Local and global mappings of topology representing networks

As data analysis tasks often have to deal with complex data structures, the nonlinear dimensionality reduction methods play an important role in exploratory data analysis. In the literature a number of nonlinear dimensionality reduction techniques have been proposed (e.g. Sammon mapping, Locally Linear Embedding). These techniques attempt to preserve either the local or the global geometry of the original data, and they perform metric or non-metric dimensionality reduction. Nevertheless, it is difficult to apply most of them to large data sets. There is a need for new algorithms that are able to combine vector quantisation and mapping methods in order to visualise the data structure in a low-dimensional vector space. In this paper we define a new class of algorithms to quantify and disclose the data structure, that are based on the topology representing networks and apply different mapping methods to the low-dimensional visualisation.
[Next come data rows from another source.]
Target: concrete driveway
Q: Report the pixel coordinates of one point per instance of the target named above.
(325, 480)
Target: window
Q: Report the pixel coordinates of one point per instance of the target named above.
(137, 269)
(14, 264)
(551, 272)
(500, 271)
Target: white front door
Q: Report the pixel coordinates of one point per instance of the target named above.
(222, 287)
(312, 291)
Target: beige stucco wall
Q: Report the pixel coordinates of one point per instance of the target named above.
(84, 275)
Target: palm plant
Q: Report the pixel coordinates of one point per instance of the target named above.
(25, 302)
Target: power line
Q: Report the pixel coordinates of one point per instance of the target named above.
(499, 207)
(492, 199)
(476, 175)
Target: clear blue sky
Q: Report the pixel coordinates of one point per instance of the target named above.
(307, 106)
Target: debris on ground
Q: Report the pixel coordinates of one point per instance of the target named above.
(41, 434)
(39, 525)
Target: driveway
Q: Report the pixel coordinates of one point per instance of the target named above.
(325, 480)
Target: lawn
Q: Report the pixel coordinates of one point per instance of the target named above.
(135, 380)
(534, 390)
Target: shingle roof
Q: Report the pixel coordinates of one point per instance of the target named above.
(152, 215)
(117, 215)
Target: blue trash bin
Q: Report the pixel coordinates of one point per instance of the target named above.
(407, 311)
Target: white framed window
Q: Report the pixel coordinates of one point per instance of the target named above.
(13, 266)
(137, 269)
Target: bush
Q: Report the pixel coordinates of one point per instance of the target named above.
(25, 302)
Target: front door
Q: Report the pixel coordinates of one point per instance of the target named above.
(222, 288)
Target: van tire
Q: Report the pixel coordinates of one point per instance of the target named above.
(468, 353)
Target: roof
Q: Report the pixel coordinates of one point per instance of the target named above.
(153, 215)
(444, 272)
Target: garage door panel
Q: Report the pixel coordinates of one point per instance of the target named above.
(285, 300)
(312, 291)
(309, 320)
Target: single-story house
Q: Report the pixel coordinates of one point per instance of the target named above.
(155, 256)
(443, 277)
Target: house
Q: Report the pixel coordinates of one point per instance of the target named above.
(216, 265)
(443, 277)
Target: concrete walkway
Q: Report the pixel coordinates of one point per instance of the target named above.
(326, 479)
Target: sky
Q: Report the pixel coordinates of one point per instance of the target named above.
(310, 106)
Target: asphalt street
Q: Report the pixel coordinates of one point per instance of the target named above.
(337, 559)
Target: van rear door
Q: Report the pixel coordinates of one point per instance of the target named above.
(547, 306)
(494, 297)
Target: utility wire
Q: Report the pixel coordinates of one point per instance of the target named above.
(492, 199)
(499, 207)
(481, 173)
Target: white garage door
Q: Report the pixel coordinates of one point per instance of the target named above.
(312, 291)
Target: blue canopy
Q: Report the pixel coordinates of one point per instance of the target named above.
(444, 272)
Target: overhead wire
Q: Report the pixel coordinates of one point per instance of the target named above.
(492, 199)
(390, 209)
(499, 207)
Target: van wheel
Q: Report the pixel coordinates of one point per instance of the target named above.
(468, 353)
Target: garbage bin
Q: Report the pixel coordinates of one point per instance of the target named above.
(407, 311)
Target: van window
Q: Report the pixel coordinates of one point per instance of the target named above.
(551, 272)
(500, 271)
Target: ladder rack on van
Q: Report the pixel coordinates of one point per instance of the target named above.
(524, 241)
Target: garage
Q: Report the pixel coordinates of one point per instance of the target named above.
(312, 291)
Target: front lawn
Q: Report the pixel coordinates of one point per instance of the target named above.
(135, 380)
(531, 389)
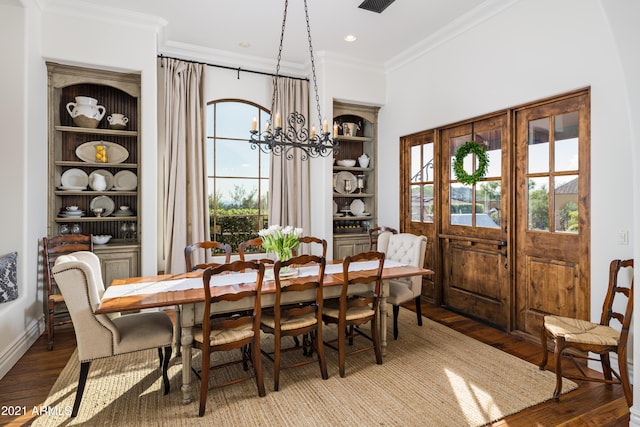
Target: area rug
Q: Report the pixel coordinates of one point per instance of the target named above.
(431, 375)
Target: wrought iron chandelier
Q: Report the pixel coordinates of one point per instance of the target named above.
(280, 140)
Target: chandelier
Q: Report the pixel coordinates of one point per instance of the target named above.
(278, 139)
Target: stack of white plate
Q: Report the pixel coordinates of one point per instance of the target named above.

Not only existing methods are combined for that purpose but also a novel group of mapping methods (Topology Representing Network Map) are introduced as a part of this class. Topology Representing Network Maps utilise the main benefits of the topology representing networks and of the multidimensional scaling methods to disclose the real structure of the data set under study. To determine the main properties of the topology representing network based mapping methods, a detailed analysis of classical benchmark examples (Wine and Optical Recognition of Handwritten Digits data set) is presented.